De heer Waelput, voorzitter van het inrichtend komitee, sprak tevens een algemeen welkomstwoord uit en onderlijnde het algemeen opzet van deze literaire dagen, nl. de kulturele integratie tussen Noord en Zuid stimuleren dankzij een intensieve jongerenwerking. In die zin werd dit jaar trouwens het Jong-Nederlands Literair Tijdschrift opgericht, dat reeds aan zijn derde nummer toe is.
Zaterdag werd tevens een debat ingericht over ‘Noord-Zuid-integratie in het literatuuronderricht’. Onder voorzitterschap van Lic. J. Soenen vormden de heren Jan Bomans en Adriaan Maes het debatpaneel voor het Noorden, en M. Thijs en F. Van den Hende voor het Zuiden. Ook het publiek debatteerde ijverig mee, en uiteindelijk kwam men o.m. tot het besluit dat vooral het onderwijs in het Noorden te weinig aandacht besteedt aan schrijvers uit Vlaanderen, enkele blikvangers, zoals Gezelle en H. Claus, niet te na gesproken.
Als oorzaken van deze stiefmoederlijke behandeling van de Zuid-Nederlandse letterkunde in het Noord-Nederlands M.O.-onderwijs werden o.m. besproken een zeker Hollands superioriteitsgevoel t.o.v. vele Vlaamse auteurs, die men dan als folkloristische eigenaardigheid beschouwt. Ook godsdienstige verschillen vormen soms een hinderpaal tot appreciatie. Ook meende men dat de Zuid-Nederlandse letterkunde, althans vóór de Tweede Wereldoorlog, een reële achterstand had. Ook de uitgeverijen werden als zondebok beschouwd, in die zin dat ze angstvallig de staatsgrenzen respekteren en dat ze Noord- en Zuid-Nederland als twee verschillende afzetgebieden bekijken.
Met het materiaal van dit vruchtbaar debat zal een artikel worden opgesteld en gepubliceerd in het Jong-Nederlands Literair Tijdschrift.
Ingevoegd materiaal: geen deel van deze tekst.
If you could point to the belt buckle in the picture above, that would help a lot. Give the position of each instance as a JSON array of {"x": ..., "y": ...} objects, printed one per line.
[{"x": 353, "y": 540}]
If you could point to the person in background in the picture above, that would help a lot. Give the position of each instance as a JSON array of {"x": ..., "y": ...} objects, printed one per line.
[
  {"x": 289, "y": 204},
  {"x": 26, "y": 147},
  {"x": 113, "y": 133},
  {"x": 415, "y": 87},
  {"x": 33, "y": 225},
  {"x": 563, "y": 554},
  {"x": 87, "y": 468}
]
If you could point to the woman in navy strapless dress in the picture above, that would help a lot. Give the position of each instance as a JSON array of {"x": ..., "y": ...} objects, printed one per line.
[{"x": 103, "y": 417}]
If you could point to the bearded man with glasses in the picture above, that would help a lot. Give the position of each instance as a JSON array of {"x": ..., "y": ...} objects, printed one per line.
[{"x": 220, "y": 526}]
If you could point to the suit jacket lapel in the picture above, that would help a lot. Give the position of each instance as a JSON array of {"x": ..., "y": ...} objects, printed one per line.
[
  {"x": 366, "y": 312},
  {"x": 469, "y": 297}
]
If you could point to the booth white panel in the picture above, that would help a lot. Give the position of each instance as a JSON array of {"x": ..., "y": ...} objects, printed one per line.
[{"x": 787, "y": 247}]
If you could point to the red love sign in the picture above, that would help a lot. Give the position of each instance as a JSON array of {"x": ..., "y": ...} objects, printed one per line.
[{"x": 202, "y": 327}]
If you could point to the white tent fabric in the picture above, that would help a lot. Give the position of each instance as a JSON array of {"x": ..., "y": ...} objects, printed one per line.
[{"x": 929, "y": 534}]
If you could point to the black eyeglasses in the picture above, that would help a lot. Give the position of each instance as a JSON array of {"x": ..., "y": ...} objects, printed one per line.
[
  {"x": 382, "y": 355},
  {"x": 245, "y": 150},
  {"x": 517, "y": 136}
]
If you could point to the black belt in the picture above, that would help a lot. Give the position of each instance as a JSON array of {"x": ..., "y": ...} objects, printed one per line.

Het zondagprogramma werd eveneens goed gevuld. 's Voormiddags gaf Wim Zaal een overzicht van de literaire produktie 1964 in Nederland, waarbij hij opmerkte dat de moderne poëzie wel erg onder snobisme en mode-verschijnselen gebukt gaat, wat de duurzaamheid van dergelijke poëzie laat betwijfelen.
's Namiddags werden, in het kader van een klein-kunst-namiddag, de literaire prijzen toegekend. De poëzieprijs voor debutanten, waarvoor niet minder dan 472 gedichten werden ingezonden, werd verdeeld onder F. Van Doorne (Gentbrugge), P. Verpoort (Assebroek) en Noud Bles (Breda). Als beste bundel werd ‘Apolloon’ bekroond van Piet Bracke (St. Niklaas) en de prijs voor het kortverhaal ging naar F. Kuypers (Eindhoven). H. Claeys (Brussel) werd uitgeroepen als laureaat van de speciale poëzieprijs van de gemeente St.-Maartens-Latem.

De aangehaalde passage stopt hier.